Journal of Documentation
- Discipline: Information science, library science
- Language: English
- Edited by: David Bawden

Publication details
- History: 1945–present
- Publisher: Emerald Group Publishing
- Frequency: Bimonthly
- Impact factor: 0.853 (2016)

Standard abbreviations
- ISO 4: J. Doc.

Indexing
- CODEN: JDOCAS
- ISSN: 0022-0418
- LCCN: 47040404
- OCLC no.: 01754538

Links
- Journal homepage;

= Journal of Documentation =

The Journal of Documentation is a double-blind peer-reviewed academic journal covering theories, concepts, models, frameworks, and philosophies in information science. The journal publishes scholarly articles, research reports, and critical reviews. The first editor was Theodore Besterman.
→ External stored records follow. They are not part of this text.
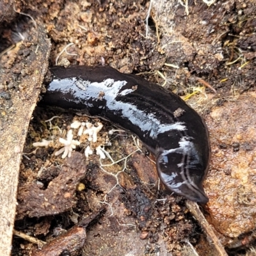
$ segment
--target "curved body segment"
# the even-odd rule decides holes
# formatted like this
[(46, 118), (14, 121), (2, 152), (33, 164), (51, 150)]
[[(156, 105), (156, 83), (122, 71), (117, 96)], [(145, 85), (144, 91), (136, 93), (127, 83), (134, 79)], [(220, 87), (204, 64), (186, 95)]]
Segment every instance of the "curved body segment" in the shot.
[(202, 185), (209, 168), (208, 131), (179, 96), (110, 67), (50, 71), (44, 104), (86, 109), (130, 131), (156, 155), (159, 176), (168, 189), (192, 201), (208, 202)]

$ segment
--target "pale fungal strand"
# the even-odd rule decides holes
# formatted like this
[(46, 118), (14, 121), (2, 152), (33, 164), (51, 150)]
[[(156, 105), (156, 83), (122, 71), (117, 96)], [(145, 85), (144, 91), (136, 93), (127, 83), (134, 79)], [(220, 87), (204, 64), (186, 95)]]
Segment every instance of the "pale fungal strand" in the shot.
[(80, 142), (73, 140), (72, 130), (69, 130), (67, 135), (67, 140), (60, 138), (59, 141), (61, 143), (64, 145), (64, 147), (55, 152), (55, 156), (59, 156), (63, 153), (61, 158), (65, 158), (67, 156), (70, 157), (73, 149), (76, 148), (76, 146), (80, 145)]
[(98, 122), (97, 124), (98, 126), (95, 127), (91, 123), (86, 123), (86, 129), (84, 130), (83, 134), (89, 135), (88, 139), (89, 141), (96, 142), (97, 140), (97, 134), (103, 127), (102, 124)]
[(52, 142), (51, 140), (47, 140), (45, 139), (42, 140), (42, 142), (34, 142), (33, 143), (33, 147), (48, 147), (49, 145)]
[(86, 125), (86, 123), (84, 123), (84, 122), (83, 122), (82, 123), (81, 123), (81, 126), (80, 126), (79, 130), (78, 131), (77, 136), (81, 136), (83, 134), (83, 131), (84, 131), (85, 125)]
[(81, 122), (75, 120), (70, 124), (70, 127), (73, 129), (78, 129), (80, 127), (81, 124)]

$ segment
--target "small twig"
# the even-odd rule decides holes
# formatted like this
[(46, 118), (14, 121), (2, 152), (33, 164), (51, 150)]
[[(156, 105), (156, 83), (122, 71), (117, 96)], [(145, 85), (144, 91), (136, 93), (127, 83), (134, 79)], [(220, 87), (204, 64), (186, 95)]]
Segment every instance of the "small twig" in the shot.
[(19, 236), (19, 237), (21, 237), (23, 239), (28, 241), (29, 242), (32, 243), (33, 244), (38, 244), (38, 246), (40, 248), (42, 248), (44, 244), (47, 244), (47, 243), (44, 242), (44, 241), (38, 239), (37, 238), (35, 237), (33, 237), (20, 231), (15, 230), (15, 229), (13, 229), (13, 235)]
[(160, 44), (160, 36), (159, 36), (159, 33), (158, 31), (158, 24), (156, 19), (154, 17), (154, 16), (152, 16), (152, 18), (155, 22), (156, 24), (156, 36), (157, 38), (157, 44)]
[(20, 14), (22, 14), (22, 15), (23, 15), (29, 17), (32, 20), (33, 22), (34, 23), (35, 27), (36, 28), (37, 28), (36, 22), (36, 21), (34, 20), (34, 18), (33, 18), (32, 16), (29, 15), (29, 14), (25, 13), (24, 13), (24, 12), (18, 12), (18, 11), (15, 9), (15, 4), (14, 3), (13, 3), (13, 10), (14, 10), (14, 12), (17, 12), (17, 13), (20, 13)]
[(67, 49), (68, 47), (69, 47), (70, 46), (74, 44), (74, 43), (70, 43), (68, 44), (67, 44), (61, 51), (58, 54), (56, 60), (55, 60), (55, 64), (57, 66), (58, 65), (58, 60), (59, 60), (59, 58), (60, 57), (60, 56), (67, 50)]
[(199, 209), (198, 205), (195, 202), (186, 200), (186, 205), (189, 211), (192, 213), (194, 217), (199, 222), (204, 230), (207, 234), (207, 240), (211, 244), (213, 244), (215, 249), (220, 253), (220, 256), (228, 256), (226, 251), (225, 250), (223, 246), (220, 242), (216, 235), (213, 232), (212, 228), (209, 225), (207, 221), (206, 220), (205, 216)]

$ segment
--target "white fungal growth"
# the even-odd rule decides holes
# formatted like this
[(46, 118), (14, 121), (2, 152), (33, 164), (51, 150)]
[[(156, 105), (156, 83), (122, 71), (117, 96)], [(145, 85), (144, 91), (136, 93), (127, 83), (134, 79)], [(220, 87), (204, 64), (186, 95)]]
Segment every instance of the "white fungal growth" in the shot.
[(81, 136), (83, 134), (83, 131), (84, 131), (85, 124), (86, 124), (86, 123), (84, 123), (84, 122), (81, 123), (81, 126), (80, 126), (79, 130), (78, 131), (77, 136)]
[(51, 140), (43, 139), (41, 142), (34, 142), (33, 145), (33, 147), (48, 147), (51, 141)]
[(61, 158), (65, 158), (67, 156), (70, 157), (73, 149), (75, 149), (76, 146), (80, 145), (79, 141), (73, 140), (72, 130), (69, 130), (68, 131), (67, 140), (60, 138), (59, 141), (61, 143), (64, 145), (64, 147), (55, 152), (55, 156), (59, 156), (63, 153), (61, 156)]
[(93, 126), (91, 123), (86, 123), (86, 129), (84, 131), (84, 134), (88, 134), (89, 141), (96, 142), (97, 140), (97, 134), (102, 129), (102, 124), (97, 123), (97, 127)]
[(100, 146), (98, 146), (96, 148), (96, 154), (100, 156), (100, 158), (104, 159), (106, 158), (106, 156), (104, 152), (102, 151)]
[(78, 129), (80, 127), (81, 124), (81, 122), (76, 120), (76, 121), (74, 121), (70, 124), (70, 127), (73, 128), (73, 129)]
[[(81, 137), (83, 134), (88, 134), (88, 138), (87, 140), (92, 143), (95, 143), (98, 140), (98, 133), (102, 129), (103, 125), (100, 122), (96, 124), (97, 126), (94, 126), (92, 123), (86, 122), (79, 122), (78, 120), (74, 121), (70, 124), (71, 129), (67, 132), (67, 140), (62, 138), (59, 138), (59, 141), (62, 143), (64, 147), (61, 147), (56, 152), (55, 156), (59, 156), (62, 154), (61, 157), (65, 158), (67, 156), (70, 157), (71, 156), (72, 152), (76, 148), (76, 146), (81, 145), (81, 143), (84, 143), (84, 136)], [(78, 140), (73, 140), (73, 131), (74, 129), (78, 129), (76, 135), (78, 138)], [(116, 130), (117, 131), (117, 130)], [(34, 147), (48, 147), (52, 140), (46, 140), (43, 139), (42, 142), (35, 142), (33, 143)], [(98, 144), (99, 145), (99, 144)], [(91, 148), (92, 147), (92, 148)], [(93, 154), (93, 145), (87, 146), (84, 150), (84, 155), (86, 157), (88, 157), (90, 155)], [(100, 159), (105, 159), (106, 156), (104, 152), (104, 149), (101, 148), (100, 145), (97, 147), (95, 148), (96, 154), (100, 156)]]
The scope of the Journal of Documentation is broadly information sciences, encompassing all of the academic and professional disciplines which deal with recorded information. These include, but are not limited to, information science, library science, and related disciplines, knowledge management, knowledge organization, information seeking, information retrieval, human information behaviour, and digital literacy.

The main audience for the journal is educators, scholars, researchers, and policy-makers in information-related areas. It published quarterly between 1945 and 1996, expanding to five issues per year between 1997 and 1999. Since 2000, it is published bimonthly. It is currently edited by David Bawden (City University London.) In celebration of the journal's 60th anniversary, a series of review articles were published between 2004 and 2006, which commented on the significance of eleven articles originally published in the Journal in the previous six decades.

The journal is published by Emerald Group Publishing. It is available for subscription singularly and also as part of an online subscription to the Emerald Library and Information Studies Subject Collection.